Zhu Haibin, chief economist at JPMorgan Chase China, said that from global average data, fiscal policy this year has increased by an average of 3.5% compared with last year, which has exceeded the fiscal stimulus during the 2009 global financial crisis. China has also adopted very active fiscal and monetary policies.
"The epidemic has brought economic shocks, and countries have introduced huge financial relief measures. In the short term, disaster relief is understandable, but we must objectively and clearly understand the impact of these measures on the finances of various countries. But behind this, we need to be vigilant about fiscal The risks brought by the rescue policy.” Sun Mingchun, chief economist of Haitong International, said that some “internal injuries” may erupt in different areas in the future. The short-term cause of the epidemic is the economic recession caused by the public health crisis, but it may also bring about With a series of greater shocks, the economy may be in a long recession. Many internal injuries in the financial sector have not been exposed. Once exposed, the financial sector will cause another shock to the real economy.

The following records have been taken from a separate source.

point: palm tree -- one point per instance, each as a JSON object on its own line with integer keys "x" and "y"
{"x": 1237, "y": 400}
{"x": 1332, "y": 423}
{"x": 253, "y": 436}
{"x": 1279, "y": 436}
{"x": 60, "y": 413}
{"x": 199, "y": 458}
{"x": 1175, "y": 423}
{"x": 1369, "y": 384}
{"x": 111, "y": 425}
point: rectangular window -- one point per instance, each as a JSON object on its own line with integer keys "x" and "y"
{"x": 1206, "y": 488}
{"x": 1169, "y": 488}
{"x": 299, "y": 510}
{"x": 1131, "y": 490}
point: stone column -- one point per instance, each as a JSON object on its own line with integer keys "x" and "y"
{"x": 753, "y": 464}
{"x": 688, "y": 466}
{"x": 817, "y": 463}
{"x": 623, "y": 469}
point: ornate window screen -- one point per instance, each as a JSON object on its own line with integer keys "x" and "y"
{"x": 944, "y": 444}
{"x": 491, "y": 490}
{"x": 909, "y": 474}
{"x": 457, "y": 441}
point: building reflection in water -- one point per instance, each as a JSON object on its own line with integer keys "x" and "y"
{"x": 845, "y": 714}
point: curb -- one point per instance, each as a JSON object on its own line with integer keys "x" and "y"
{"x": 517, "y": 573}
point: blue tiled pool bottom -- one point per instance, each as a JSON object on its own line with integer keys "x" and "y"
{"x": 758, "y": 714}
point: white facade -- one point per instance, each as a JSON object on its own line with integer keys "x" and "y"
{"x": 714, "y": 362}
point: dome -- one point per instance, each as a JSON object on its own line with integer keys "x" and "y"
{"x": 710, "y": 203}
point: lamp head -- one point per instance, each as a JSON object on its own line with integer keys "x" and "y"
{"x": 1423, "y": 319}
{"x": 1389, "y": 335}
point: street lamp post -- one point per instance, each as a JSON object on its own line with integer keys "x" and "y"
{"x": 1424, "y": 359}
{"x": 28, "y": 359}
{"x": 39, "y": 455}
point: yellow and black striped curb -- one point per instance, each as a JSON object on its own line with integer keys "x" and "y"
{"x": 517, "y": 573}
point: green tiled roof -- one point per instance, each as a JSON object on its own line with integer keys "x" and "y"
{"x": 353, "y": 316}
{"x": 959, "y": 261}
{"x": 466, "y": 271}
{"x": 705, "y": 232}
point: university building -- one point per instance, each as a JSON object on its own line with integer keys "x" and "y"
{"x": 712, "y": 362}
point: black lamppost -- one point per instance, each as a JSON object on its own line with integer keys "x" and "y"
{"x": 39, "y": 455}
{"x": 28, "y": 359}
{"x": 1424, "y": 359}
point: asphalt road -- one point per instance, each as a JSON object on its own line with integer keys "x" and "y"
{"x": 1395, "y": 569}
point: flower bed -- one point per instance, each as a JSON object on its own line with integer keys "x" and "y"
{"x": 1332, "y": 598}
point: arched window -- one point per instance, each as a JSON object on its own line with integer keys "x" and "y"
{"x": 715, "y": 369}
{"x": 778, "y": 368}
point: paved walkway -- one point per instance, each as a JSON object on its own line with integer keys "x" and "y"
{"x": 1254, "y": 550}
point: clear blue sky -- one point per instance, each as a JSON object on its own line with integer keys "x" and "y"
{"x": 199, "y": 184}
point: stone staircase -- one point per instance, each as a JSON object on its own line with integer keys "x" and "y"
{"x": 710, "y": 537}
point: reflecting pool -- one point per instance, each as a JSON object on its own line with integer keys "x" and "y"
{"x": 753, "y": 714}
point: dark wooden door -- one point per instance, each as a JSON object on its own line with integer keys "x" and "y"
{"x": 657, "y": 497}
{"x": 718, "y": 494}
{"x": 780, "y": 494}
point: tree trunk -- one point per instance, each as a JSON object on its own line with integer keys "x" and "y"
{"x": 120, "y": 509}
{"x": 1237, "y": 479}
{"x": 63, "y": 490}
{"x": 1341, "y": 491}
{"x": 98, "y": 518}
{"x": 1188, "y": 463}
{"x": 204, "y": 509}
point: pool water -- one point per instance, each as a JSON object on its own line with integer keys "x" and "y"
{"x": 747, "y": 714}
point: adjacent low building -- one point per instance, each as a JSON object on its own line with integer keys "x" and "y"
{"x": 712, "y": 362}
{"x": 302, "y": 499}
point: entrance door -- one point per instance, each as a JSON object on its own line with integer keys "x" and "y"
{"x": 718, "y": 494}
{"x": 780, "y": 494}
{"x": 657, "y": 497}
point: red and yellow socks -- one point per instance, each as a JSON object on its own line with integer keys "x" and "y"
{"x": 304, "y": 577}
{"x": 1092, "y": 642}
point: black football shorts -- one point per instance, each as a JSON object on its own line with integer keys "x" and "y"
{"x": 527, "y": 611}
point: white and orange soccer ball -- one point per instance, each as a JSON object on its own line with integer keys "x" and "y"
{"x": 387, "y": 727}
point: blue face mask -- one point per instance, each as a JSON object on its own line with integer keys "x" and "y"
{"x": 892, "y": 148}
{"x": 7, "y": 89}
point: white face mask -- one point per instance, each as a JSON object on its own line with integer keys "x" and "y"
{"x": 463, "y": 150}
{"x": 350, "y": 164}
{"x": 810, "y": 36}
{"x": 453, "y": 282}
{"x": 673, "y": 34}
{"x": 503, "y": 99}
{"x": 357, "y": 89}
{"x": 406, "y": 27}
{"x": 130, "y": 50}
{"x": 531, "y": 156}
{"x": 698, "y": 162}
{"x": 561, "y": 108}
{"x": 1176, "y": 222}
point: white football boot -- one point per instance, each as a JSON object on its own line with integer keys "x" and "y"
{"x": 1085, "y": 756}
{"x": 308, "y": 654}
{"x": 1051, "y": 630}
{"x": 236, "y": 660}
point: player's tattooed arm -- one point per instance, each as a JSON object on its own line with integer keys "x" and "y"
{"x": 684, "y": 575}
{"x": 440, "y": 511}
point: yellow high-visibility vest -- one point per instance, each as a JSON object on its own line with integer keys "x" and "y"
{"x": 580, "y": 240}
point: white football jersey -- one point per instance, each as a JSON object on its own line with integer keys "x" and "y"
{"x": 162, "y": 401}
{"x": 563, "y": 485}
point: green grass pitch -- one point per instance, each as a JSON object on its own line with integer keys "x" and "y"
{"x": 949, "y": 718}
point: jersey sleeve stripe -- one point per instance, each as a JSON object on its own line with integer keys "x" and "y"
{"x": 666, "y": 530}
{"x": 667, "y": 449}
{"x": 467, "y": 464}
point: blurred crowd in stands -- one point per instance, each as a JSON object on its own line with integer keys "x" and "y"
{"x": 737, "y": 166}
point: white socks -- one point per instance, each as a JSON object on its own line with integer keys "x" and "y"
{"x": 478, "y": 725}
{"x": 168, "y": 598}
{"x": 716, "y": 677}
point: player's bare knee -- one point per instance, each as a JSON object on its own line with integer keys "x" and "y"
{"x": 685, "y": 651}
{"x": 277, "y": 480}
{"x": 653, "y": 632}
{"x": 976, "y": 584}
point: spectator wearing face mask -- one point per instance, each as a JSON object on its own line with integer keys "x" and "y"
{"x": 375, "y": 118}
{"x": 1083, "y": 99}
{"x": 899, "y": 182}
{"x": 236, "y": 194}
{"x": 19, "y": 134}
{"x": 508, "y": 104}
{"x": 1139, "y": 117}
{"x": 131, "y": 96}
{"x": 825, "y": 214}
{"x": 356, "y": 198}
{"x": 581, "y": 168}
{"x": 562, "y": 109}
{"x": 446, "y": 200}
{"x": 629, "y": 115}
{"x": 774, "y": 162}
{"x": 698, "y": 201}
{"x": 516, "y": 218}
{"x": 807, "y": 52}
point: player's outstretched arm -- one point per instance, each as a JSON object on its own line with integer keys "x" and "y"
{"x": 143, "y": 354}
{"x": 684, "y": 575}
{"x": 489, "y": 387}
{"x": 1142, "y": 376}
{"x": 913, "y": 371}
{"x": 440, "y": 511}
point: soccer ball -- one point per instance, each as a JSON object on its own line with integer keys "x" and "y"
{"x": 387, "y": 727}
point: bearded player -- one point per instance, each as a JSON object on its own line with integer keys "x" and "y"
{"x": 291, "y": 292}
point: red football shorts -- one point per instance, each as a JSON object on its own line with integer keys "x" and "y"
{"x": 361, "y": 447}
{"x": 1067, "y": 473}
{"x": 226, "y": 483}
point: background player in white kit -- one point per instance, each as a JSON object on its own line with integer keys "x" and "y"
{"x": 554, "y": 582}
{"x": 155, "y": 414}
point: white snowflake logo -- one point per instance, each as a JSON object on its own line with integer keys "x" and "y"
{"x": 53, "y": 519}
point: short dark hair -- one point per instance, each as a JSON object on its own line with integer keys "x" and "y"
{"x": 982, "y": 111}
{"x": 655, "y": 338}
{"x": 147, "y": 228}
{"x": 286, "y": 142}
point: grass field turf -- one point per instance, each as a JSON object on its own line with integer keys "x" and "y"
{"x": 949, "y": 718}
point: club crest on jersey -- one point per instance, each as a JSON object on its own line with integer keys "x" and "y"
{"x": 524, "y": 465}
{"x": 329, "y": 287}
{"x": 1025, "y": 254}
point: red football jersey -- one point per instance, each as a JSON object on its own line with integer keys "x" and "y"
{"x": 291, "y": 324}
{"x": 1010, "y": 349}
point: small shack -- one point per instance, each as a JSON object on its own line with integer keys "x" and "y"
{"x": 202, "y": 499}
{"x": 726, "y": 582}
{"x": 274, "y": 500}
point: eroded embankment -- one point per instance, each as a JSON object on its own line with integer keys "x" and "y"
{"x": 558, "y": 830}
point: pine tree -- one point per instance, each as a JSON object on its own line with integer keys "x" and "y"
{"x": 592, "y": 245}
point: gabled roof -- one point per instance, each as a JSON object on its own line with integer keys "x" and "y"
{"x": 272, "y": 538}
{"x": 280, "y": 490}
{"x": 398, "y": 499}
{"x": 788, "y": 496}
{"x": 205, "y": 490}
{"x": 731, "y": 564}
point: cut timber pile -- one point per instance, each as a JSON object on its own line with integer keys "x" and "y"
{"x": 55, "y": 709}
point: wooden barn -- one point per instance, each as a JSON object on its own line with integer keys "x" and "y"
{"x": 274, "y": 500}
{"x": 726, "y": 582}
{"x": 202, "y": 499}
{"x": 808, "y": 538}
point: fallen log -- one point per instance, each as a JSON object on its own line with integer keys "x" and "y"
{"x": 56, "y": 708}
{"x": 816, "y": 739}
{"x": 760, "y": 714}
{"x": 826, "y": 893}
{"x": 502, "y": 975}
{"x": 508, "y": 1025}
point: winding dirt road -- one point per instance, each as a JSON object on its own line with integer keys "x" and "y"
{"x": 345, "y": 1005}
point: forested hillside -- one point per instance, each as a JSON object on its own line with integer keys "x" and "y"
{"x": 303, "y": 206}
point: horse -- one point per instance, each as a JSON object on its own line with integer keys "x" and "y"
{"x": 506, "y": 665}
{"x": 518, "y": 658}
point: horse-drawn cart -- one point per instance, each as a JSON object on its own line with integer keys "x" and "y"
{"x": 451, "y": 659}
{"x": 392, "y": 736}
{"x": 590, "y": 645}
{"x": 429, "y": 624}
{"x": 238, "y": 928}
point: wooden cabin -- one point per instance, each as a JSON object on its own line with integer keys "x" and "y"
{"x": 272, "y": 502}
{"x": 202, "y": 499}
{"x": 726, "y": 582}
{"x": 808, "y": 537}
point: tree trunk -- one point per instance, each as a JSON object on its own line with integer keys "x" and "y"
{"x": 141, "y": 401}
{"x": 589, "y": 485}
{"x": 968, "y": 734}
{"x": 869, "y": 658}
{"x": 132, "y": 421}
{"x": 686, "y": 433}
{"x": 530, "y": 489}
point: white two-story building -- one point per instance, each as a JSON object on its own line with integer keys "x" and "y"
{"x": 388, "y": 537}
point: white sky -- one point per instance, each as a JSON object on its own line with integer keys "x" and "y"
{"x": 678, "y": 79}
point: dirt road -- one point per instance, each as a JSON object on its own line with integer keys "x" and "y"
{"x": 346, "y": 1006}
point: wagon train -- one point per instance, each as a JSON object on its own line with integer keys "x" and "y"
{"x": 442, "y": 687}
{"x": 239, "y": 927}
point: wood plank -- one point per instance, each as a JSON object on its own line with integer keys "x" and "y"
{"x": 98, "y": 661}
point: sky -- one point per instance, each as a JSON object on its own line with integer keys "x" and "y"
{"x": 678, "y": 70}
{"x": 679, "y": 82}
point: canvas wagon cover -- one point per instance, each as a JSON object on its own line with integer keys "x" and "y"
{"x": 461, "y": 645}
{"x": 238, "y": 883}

Zhu Haibin said that after the global financial crisis, the global debt level has been in a straight-up process, and the future economic restoration needs to pay attention to the debt problem. Historically speaking, the higher the debt level, or even after a certain level, is basically very unlikely to return. It is inevitable that very low interest rates will be maintained for a very long time, and debt will be transferred from non-government sector debt to government sector debt. From a longer-term perspective, if everyone keeps stimulating fiscal policy, will it induce a disintegration like the Bretton Woods system after the Great Depression or the 1970s? Or will the current national credit currency dominated by the US dollar undergo a re-anchorage process? These are all huge challenges that we may face in the future.